An Icon that could be used in a 5 day forecast, or something like that.  I am not sure if I am legally allowed to take one from weather.com or something like that.  Thanks.

porter


----------



## teachski (Mar 3, 2004)

http://www.jdawiseman.com/papers/trivia/weather-icons.html
http://www.entity.cc/ICONS/weather-icons.php
http://www.worldweather.org/wx_icon.htm
http://www.classroomclipart.com/cgi-bin/kids/imageFolio.cgi?direct=Clipart/Weather
http://www.entity.cc/archives12.php

Here are just a few of the sites I found with weather icons.  All I did was a search.  Good luck on your project.  Try dogpile for a search...I would do it for you but I have to leave now for a concert...my niece has a solo on trumpet.


----------



## salida (Mar 3, 2004)

Thanks for the help, 

It?s actually a semester long project where I am forecasting a five day forecast for my school, both posted and on the TV.  Should be fun an interesting.
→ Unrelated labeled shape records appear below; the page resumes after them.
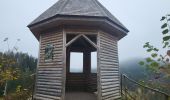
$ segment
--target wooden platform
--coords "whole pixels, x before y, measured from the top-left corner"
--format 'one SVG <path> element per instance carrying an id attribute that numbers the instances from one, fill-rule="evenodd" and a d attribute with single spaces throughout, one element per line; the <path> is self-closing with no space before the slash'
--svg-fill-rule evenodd
<path id="1" fill-rule="evenodd" d="M 97 100 L 97 95 L 88 92 L 66 92 L 65 100 Z"/>

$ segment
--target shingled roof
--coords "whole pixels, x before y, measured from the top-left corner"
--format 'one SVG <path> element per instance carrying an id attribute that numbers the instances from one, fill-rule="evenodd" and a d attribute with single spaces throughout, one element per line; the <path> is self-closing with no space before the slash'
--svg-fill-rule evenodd
<path id="1" fill-rule="evenodd" d="M 28 27 L 59 15 L 104 17 L 128 31 L 128 29 L 97 0 L 59 0 L 56 4 L 30 23 Z"/>

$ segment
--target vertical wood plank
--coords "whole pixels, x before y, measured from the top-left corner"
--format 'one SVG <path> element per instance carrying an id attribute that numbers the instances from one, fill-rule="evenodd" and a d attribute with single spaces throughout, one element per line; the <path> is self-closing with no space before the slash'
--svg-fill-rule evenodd
<path id="1" fill-rule="evenodd" d="M 62 86 L 62 100 L 65 100 L 66 89 L 66 32 L 63 27 L 63 86 Z"/>
<path id="2" fill-rule="evenodd" d="M 97 33 L 97 97 L 101 100 L 101 82 L 100 82 L 100 31 Z"/>

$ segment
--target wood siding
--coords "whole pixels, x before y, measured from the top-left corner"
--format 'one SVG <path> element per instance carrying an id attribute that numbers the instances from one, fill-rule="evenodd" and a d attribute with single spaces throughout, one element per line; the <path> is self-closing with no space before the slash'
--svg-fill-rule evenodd
<path id="1" fill-rule="evenodd" d="M 100 32 L 99 41 L 101 100 L 114 100 L 120 97 L 117 39 L 110 34 Z"/>
<path id="2" fill-rule="evenodd" d="M 53 60 L 45 61 L 45 46 L 54 45 Z M 51 32 L 41 34 L 40 54 L 37 67 L 36 100 L 61 100 L 63 93 L 63 34 Z"/>

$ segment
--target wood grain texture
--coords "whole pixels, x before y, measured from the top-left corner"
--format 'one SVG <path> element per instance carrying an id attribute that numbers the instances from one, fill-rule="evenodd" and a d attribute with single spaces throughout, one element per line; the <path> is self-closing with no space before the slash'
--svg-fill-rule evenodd
<path id="1" fill-rule="evenodd" d="M 120 96 L 117 39 L 105 32 L 99 34 L 101 100 L 114 100 Z"/>
<path id="2" fill-rule="evenodd" d="M 53 60 L 45 61 L 45 47 L 54 46 Z M 40 56 L 37 67 L 36 100 L 62 100 L 63 93 L 63 34 L 51 32 L 41 34 Z"/>

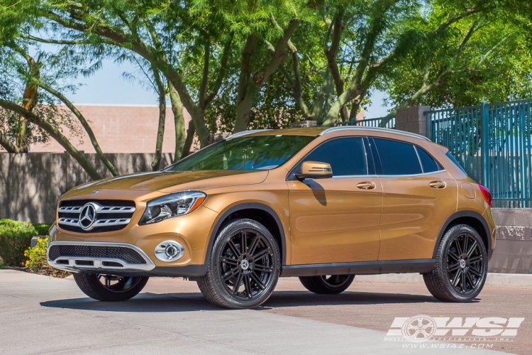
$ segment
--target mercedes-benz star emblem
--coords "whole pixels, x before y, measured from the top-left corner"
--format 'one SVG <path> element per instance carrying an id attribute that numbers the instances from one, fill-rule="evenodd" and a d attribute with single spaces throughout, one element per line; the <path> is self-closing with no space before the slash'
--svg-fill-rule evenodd
<path id="1" fill-rule="evenodd" d="M 96 208 L 92 203 L 83 206 L 82 212 L 79 212 L 79 226 L 88 231 L 96 220 Z"/>

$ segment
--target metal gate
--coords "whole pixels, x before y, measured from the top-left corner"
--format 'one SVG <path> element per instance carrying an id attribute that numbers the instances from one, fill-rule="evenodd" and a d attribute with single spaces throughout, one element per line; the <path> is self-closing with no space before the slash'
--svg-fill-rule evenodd
<path id="1" fill-rule="evenodd" d="M 532 100 L 425 112 L 431 138 L 489 188 L 494 207 L 532 207 Z"/>

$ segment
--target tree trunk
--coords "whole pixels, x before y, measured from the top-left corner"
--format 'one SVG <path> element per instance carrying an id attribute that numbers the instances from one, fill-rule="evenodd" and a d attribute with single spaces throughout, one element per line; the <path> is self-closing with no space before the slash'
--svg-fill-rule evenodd
<path id="1" fill-rule="evenodd" d="M 157 89 L 159 92 L 159 126 L 157 129 L 157 142 L 155 143 L 155 154 L 152 160 L 152 170 L 159 170 L 159 165 L 162 155 L 162 139 L 165 136 L 165 120 L 166 119 L 166 92 L 162 84 L 159 70 L 155 65 L 152 65 L 153 76 L 157 83 Z"/>
<path id="2" fill-rule="evenodd" d="M 172 84 L 169 83 L 168 87 L 175 124 L 175 153 L 174 153 L 174 163 L 175 163 L 180 160 L 183 155 L 183 148 L 185 143 L 184 116 L 183 116 L 183 106 L 181 104 L 179 94 L 175 88 L 172 86 Z M 192 136 L 194 136 L 194 133 Z"/>
<path id="3" fill-rule="evenodd" d="M 113 176 L 119 175 L 120 174 L 118 173 L 118 170 L 117 170 L 116 168 L 115 168 L 113 163 L 109 161 L 109 160 L 107 158 L 107 157 L 101 150 L 100 145 L 98 144 L 98 141 L 96 141 L 96 139 L 94 132 L 92 131 L 92 129 L 91 129 L 91 126 L 85 119 L 85 117 L 84 117 L 82 113 L 79 112 L 79 110 L 78 110 L 77 108 L 74 106 L 74 104 L 72 104 L 68 99 L 67 99 L 65 95 L 63 95 L 58 91 L 47 85 L 45 85 L 43 83 L 40 83 L 39 86 L 61 100 L 63 104 L 65 104 L 67 107 L 68 107 L 70 111 L 76 116 L 76 117 L 77 117 L 77 119 L 79 121 L 79 122 L 81 122 L 82 126 L 83 126 L 83 128 L 85 129 L 85 132 L 87 132 L 87 136 L 89 136 L 89 139 L 91 140 L 91 143 L 92 143 L 92 146 L 94 147 L 94 151 L 96 151 L 96 153 L 98 155 L 100 160 L 101 160 L 104 165 L 105 165 L 105 166 L 107 168 L 109 172 L 111 172 Z"/>
<path id="4" fill-rule="evenodd" d="M 184 140 L 184 144 L 183 145 L 183 153 L 181 155 L 181 158 L 183 158 L 190 154 L 190 149 L 192 146 L 192 142 L 194 141 L 194 135 L 196 133 L 196 127 L 194 124 L 194 121 L 189 122 L 189 129 L 187 130 L 187 138 Z"/>
<path id="5" fill-rule="evenodd" d="M 35 63 L 33 63 L 35 65 Z M 32 72 L 33 70 L 31 70 Z M 38 73 L 38 71 L 37 72 Z M 22 97 L 22 106 L 32 111 L 37 103 L 37 86 L 28 81 Z M 23 115 L 18 115 L 18 130 L 16 133 L 16 147 L 18 153 L 28 153 L 28 120 Z"/>
<path id="6" fill-rule="evenodd" d="M 100 180 L 101 177 L 96 170 L 92 164 L 87 160 L 85 155 L 76 149 L 67 137 L 62 135 L 61 131 L 46 121 L 43 120 L 38 116 L 35 115 L 31 111 L 26 109 L 21 106 L 18 106 L 16 104 L 6 101 L 0 99 L 0 106 L 4 107 L 6 109 L 12 111 L 16 114 L 21 114 L 24 116 L 26 119 L 31 123 L 36 124 L 43 129 L 44 129 L 52 138 L 55 139 L 70 155 L 77 161 L 79 165 L 83 168 L 89 176 L 93 180 Z"/>

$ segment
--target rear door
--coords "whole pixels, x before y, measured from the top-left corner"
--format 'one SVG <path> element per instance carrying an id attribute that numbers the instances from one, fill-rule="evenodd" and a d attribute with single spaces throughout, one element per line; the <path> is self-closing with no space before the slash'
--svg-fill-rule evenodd
<path id="1" fill-rule="evenodd" d="M 432 258 L 443 223 L 456 210 L 456 182 L 419 146 L 370 141 L 383 192 L 379 260 Z"/>
<path id="2" fill-rule="evenodd" d="M 289 178 L 292 264 L 377 261 L 382 187 L 365 139 L 327 141 L 293 172 L 320 161 L 331 164 L 332 178 Z"/>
However, I do need one more favor, Are there any meteorologists out there who would be wiling to do a job shadow.  More specifically a forecaster who specializes in pinpoint forecasts.  The job shadow would not need to be done in the traditional format, and could even be solely and interview.  It could even be done while skiing.  If anyone wants to volunteer I would be obliged.

Porter

salida@comcast.net


----------



## Greg (Mar 3, 2004)

weatherskicat runs http://www.bestskiweather.com/

Also, I know Joshua (not Joshua B) has a few years of meteorology schooling behind him. Maybe PM one or both of them?


----------



## salida (Mar 3, 2004)

Thanks for your help!!!


----------



## teachski (Mar 4, 2004)

You could also try Jeremy D. from NELSAP.  He is a meteorologist out in New York State.  If he has the time he more than likely would help you.  I'd send him an email though, I would not rely on him seeing your post there.


----------